Le cel-shading a laissé place à un visuel DA repris de Tales of the Abyss. Les cinématiques, reprenant le moteur du jeu, tuent : personnages expressifs, animations parfaitement décomposées. Quand on voit les séquences dans lesquelles Lloyd, Emil ou Richter se battent en duel, on se dit que l’on n’est pas loin d’un combat de Soul Calibur ou d’un de ses katas.
En revanche, graphiquement, le niveau est parfois inégal. Autant certains lieux sont superbes (Altamira, Heim, les donjons que vous traversez durant les quêtes), autant d’autres sont carrément vides (Parumacosta notamment ou dans l’ensemble, les temples des esprits mana). D’une manière général, on peut dire que les lieux qui caressaient les rétines dans ToS sont encore plus beaux dans ToS: DOTNW alors que les lieux graphiquement pourris le sont restés (voire sont encore moins beaux). Voilà d’ailleurs un des points négatifs de ToS: DOTNW. Certes, le jeu reprend l’univers de ToS. Il est donc normal de retrouver dans sa suite pas mal de lieux déjà connus. Certains se réjouiront de retraverser certains lieux déjà explorés et retrouver ainsi des figures connues. Le problème est que le nombre de lieux nouveaux ne se compte même pas sur les deux mains ; d’autant que la moitié d’entre eux sont voués aux quêtes. Ainsi, vous retraverserez sans grande surprise les mêmes villes et les mêmes donjons que dans ToS. Pire, pour certains de ces derniers, les énigmes sont restées à l’identique du premier opus.
Le plus gros point faible du jeu est sa durée de vie, surtout suivant la façon dont l’aventure est appréhendée. L’histoire principale se conclut en une trentaine d’heures. Une vingtaine d’heures supplémentaires est nécessaires pour boucler les quêtes sans compter le nombre d’heures que l’on peut passer à capturer l’ensemble des monstres peuplant le monde. L’inconvénient, c’est qu’au final, même si le principe d’élevage de monstre est sympathique, il est mal exploité et peu mis en valeur : on en vient à booster à mort quatre monstres que l’on met en réserve et que l’on utilise quand on n’est plus accompagné par les héros de l'histoire. Quant aux quêtes, malgré les différents types de missions, elles sont toujours identiques. Pour les missions dans les donjons, que ce soit sauver des gens ou trouver un trésor, il faut toujours aller au fin fond de ces derniers et buter le boss. Faire le donjon une, deux, trois fois, ça passe encore, mais se le taper une bonne dizaine de fois, ça devient gonflant. Du coup, on finit par faire ces quêtes plus pour monter les persos en expérience qu’autre chose. D’une manière générale, toutes les nouveautés qu’apporte ToS: DOTNW dans le gameplay n’ont que peu d’intérêt. Une quête principale beaucoup plus longue aurait été bien mieux.
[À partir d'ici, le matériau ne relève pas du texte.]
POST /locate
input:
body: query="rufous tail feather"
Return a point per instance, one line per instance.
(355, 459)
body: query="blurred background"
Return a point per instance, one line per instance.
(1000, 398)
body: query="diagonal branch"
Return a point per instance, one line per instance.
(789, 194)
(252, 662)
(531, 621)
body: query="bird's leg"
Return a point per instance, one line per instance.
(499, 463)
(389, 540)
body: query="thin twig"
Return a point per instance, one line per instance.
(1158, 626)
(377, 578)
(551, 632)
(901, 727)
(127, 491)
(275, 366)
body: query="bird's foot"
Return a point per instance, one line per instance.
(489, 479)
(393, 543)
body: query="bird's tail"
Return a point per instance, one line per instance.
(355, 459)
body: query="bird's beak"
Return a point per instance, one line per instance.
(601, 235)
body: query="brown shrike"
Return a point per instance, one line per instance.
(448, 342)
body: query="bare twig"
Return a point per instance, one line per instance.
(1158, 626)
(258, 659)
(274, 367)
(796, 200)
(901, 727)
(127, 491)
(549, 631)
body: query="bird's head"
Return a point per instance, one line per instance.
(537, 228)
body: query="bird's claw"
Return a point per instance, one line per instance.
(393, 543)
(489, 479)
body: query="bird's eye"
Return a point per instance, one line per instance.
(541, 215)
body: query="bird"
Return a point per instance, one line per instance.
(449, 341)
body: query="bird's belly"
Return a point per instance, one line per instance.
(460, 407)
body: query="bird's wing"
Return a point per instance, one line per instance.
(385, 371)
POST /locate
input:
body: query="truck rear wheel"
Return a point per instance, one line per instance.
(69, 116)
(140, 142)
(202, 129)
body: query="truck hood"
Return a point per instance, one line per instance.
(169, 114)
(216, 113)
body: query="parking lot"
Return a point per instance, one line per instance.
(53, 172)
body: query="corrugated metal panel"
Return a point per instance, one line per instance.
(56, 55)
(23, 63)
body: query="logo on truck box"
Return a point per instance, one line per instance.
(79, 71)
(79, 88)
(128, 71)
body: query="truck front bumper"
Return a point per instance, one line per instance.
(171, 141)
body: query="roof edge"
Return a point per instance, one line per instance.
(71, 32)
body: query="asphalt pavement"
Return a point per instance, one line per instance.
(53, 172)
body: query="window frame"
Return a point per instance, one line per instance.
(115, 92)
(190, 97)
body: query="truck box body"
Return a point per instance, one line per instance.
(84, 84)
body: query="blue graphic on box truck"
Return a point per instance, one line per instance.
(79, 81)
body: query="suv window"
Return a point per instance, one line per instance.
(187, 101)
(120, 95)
Reste enfin le plus gros point fort du jeu : son scénario. Autant le dire de suite, le rythme est assez lent (voir par moment ennuyeux au possible) et d’un classicisme absolu jusqu’à une certaine scène à la fin du chapitre cinq mettant en scène Lloyd. Les cinq premiers chapitres mettent en place l’évolution des liens entre Emil et Marta (ou plutôt entre les deux personnalités d’Emil et Marta) pendant que ces derniers essaient d’empêcher l'église de Martel de mettre la main sur les cœurs des esprits mana. Ceci dit, ToS souffrait lui aussi d’un certain manque de rythme durant la première moitié de l’aventure. Par contre, une fois le chapitre six débuté, il devient difficile de lâcher la Wiimote jusqu’à la fin du jeu tant les révélations sont nombreuses. Le rythme de l’histoire s’accélère et le jeu prend la tournure d’un film d’action bourrin au possible. La « bonne » fin du jeu conclut magnifiquement l’aventure (il en existe trois différentes). Quand aux quêtes annexes proprement scénaristiques, elles se focalisent sur le passé de vos héros mais aussi de vos ennemis (Richter mais aussi Alice et Decus, deux autres membres de Vanguards), apportant des réponses à certaines questions que l’on se pose.